M. Armand Benié, représentant du ministère de l’Économie et des finances, a rassuré que « le gouvernement actuel gère la dette à travers plusieurs réformes », entre autres, l’analyse de la viabilité de la dette et la stratégie de remboursement à moyen terme.
Il a noté que l’Etat a deux défis majeurs, la lutte contre la pauvreté à travers le Programme social du gouvernement (PS Gouv) et la sécurisation des frontières. Il y a noté aussi la CAN 2023 qu’abritera le pays qui constitue, avec d’autres enjeux, des contraintes du gouvernement.

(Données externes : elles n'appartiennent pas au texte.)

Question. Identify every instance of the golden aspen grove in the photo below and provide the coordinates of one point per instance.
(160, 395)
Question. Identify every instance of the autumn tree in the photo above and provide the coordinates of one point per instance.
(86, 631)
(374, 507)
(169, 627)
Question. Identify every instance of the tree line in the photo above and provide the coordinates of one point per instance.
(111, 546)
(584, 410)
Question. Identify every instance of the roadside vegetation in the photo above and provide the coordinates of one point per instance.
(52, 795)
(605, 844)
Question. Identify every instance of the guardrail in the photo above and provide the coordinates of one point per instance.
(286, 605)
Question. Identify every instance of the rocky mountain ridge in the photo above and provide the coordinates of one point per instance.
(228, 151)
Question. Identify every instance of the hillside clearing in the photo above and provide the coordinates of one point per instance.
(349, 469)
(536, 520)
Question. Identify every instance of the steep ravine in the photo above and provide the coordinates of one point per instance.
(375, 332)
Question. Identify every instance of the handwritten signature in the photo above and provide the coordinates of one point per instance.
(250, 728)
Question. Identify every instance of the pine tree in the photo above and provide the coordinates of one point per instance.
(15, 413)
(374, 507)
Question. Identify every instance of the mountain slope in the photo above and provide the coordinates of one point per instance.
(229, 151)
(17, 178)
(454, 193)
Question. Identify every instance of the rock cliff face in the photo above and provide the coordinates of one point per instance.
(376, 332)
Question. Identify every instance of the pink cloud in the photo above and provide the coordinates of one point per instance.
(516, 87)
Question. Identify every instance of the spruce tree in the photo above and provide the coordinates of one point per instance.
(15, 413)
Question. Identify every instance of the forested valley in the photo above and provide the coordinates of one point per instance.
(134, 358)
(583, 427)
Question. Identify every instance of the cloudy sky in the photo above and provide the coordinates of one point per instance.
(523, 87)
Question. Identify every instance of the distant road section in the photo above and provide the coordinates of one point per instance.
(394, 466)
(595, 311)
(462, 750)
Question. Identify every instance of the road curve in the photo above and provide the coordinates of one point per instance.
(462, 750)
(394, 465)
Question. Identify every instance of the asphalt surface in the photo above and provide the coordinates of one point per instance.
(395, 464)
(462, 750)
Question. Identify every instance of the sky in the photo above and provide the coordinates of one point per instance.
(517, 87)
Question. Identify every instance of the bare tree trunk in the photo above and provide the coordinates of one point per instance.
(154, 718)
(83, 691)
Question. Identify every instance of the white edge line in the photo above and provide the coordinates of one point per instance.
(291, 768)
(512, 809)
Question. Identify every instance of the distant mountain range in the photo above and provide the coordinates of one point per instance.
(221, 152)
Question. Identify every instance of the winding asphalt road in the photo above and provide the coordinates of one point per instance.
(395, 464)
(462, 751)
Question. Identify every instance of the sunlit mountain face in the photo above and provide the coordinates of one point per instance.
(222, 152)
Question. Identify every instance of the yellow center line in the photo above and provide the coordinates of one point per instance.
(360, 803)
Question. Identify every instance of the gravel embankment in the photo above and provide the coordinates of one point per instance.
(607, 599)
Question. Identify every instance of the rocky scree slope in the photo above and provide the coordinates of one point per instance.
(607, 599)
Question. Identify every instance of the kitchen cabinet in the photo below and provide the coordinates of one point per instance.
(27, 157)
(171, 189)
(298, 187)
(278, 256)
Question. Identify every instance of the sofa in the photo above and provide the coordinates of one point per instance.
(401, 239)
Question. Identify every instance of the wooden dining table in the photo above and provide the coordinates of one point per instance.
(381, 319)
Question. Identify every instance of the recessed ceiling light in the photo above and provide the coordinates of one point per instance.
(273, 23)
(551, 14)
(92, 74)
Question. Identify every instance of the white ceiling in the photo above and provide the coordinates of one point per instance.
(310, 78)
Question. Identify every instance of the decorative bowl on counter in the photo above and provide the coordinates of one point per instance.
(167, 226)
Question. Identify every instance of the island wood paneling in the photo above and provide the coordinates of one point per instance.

« La dette ivoirienne, lorsque nous voyons le volume, on a l’impression que c’est une dette très colossale, mais lorsque nous prenons le classement au niveau de la dette en Afrique, les 10 pays les plus endettés, la Côte d’Ivoire n’y figure pas », a-t-il renseigné.
L’analyse de la viabilité de la dette faite par le ministère ivoirien de l’Économie et des finance avec le Fonds monétaire international (FMI), ressort que la Côte d’Ivoire est encore « au niveau du risque modéré », a-t-il poursuivi, ajoutant « on a une maîtrise parfaite de cette dette ».